You ignored it when I did that before...
Seriously. This is not a classroom and I am not a teacher. That being said your posts are fuzzy. I am sure it may be clear to you in your head but it does not come through to me . I have not seen you yet make a coherent persuasive argument.\\The math you posted here was problematic. You posted a mix of top level variables and the base dimensions, in capitals for some reason. Threw me for a bit. The use of Pascals to measure EM energy in space claiming it applied to a volume..
What I see is someone with a science background without a lot of experience problem solving in unfamiliar ground. We all do the same thing, a little research, try a solution. A little more research and a better solution. The 'scientific method' Even seemingly simple problems can take a lot of work to go all the way to runn8ing calculations and validating the model.
Nobody usually jumps to a solution without prior experience. Most EEs use incremental model building at some level of complexity. Start off small and validate as you go.
Take it for what you will. We all go through a practical learning curve in new situations. It is not a shortcoming, it is us human beings.
Indeed it's not a classroom, and I'm not your teacher either.
OK, let's try it stepwise. If the universe is a) infinite in space, b) does not have a (recent) beginning in time, c) does not expand, and d) the visible part of it is not an extreme outlier, then we can derive the following:
The 'local', as in averaged over galaxy clusters and void over several hundred megaparsec from home, luminosity density is about 190 Million solar luminosities per megaparsec cubed (
here or
here). For some reason, astronomers are behind the rest of the world when it comes to using SI units, and while this can easily be converted to Watts per cubic meter, I'll stick with their units for the time being.
Let's for the moment ignore our own galaxy and the Local Group and pretend we're isolated by a void of 100 Mpc from the nearest galaxy, and from their assume that average density quoted above, and calculate the power output and irradiance at earth per shell, starting at 100 Mpc from home and with a thickness of 1 Mpc per shell.

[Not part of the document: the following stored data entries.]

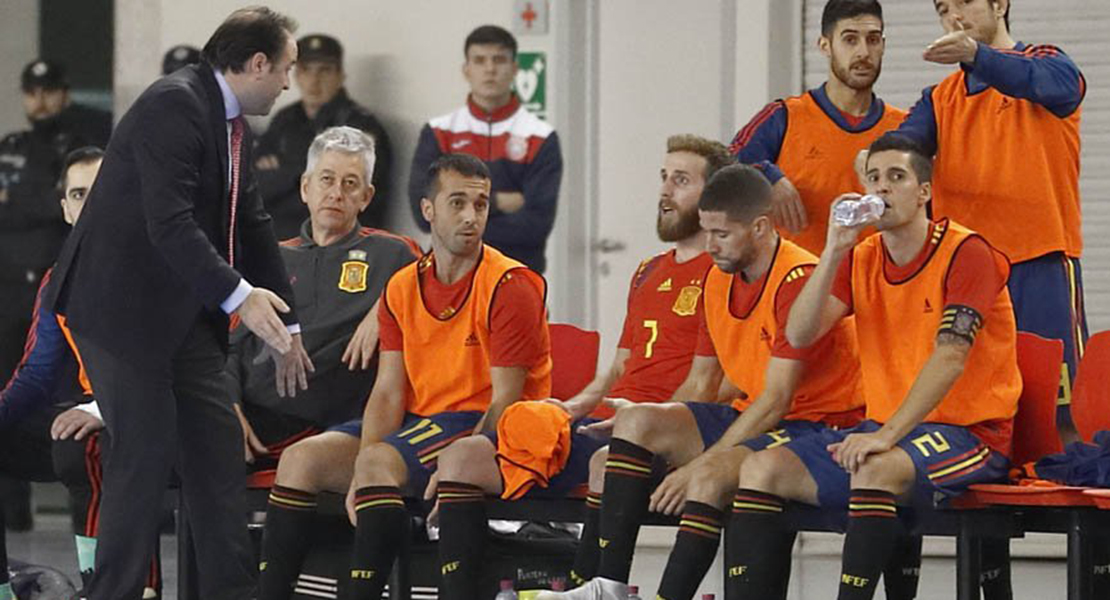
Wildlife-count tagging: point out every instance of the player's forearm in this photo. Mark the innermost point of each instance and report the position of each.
(1047, 77)
(507, 388)
(592, 396)
(938, 376)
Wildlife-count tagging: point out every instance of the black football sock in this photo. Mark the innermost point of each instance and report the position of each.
(291, 515)
(627, 488)
(995, 573)
(463, 528)
(587, 555)
(873, 531)
(756, 550)
(695, 548)
(382, 526)
(904, 570)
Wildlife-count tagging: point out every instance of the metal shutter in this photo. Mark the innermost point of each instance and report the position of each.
(1079, 28)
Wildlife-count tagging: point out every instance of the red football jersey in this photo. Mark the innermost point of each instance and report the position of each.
(665, 313)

In effect, we're thus pretending that our closest neighbors are at 100 Mpc from home; this can of course only lead to an underestimation of the irradiance.
The total volume of the first such shell is 4/3 * pi * (101Mpc)³ - 4/3 * pi * (100Mpc)³, i. e. the volume of the sphere circumscribed by its outer limit less the volume of the sphere circumscribed by its inner limit, as given by the volume of a sphere as 4/3 * pi * r³. This comes out as
126925 Mpc^3. This volume can equivalently be derived by using the formula for the surface of a sphere with r=the (logarithmic) average of its distance, times its thickness: The volume increases in proportion to the
square of its (average)
distance.
The total power output of that volume of space is given by multiplying it with the luminosity power density of 190 million suns/cubic Megaparsec: we get 2.4 * 10^13 solar luminosities or 9.28×10^39 W total output from that one shell. With a uniform distribution of galaxies, the power output increases with volume, and since volume increases with the square of average distance for shells of equal thickness, (absolute) power output per shell increases with the square of the distance.
We can derive a lower bound by the irradiance of the stars and galaxy within that shell at Earth's surface by pretending that they're all concentrated along its outer limit, i.e. 101 Mpc away, with your 1/(r²). The result is
just under 1nW per square meter. Since the (absolute) luminosity per shell increases with r² and the relative luminosity as a function of absolute luminosity decreases with r², we expect each shell to contribute a roughly equal amount of irradiation. But let's do an explicit check for this (next paragraph).
Time for a quick sanity check: let's replace all mentions of 100Mpc or 101Mpc
with 1000/1001Mpc to verify that the sum of the apparent luminosity / energy flux at earth's surface per shell indeed is constant: The result is actually slightly higher than before. That's expected because we're calculating a lower bound by pretending that the galaxies are concentrated along the outer rim of the shell, instead of being uniformly distributed. The error this introduces grows smaller with distance.
So, how much is one nanowatt per square meter? Not a whole lot.
Sunlight is up to 1050 W/m² on a cloudless noon in the tropics when the sun's at zenith. So we'd need over a trillion such shells to equal the irradiance of a tropical noon, and a couple orders of magnitude more to get a sky almost every corner of which that's glaring as bright as the average star. At 1Mpc per shell, that's just over a trillion megaparsecs or 3.553×10^18 ly - or around 38 million times the diameter of the visible universe. But you know what's the cool thing about an infinite universe? It barely starts at 3.553×10^18 ly radius.
Please tell me where you disagree, if you do!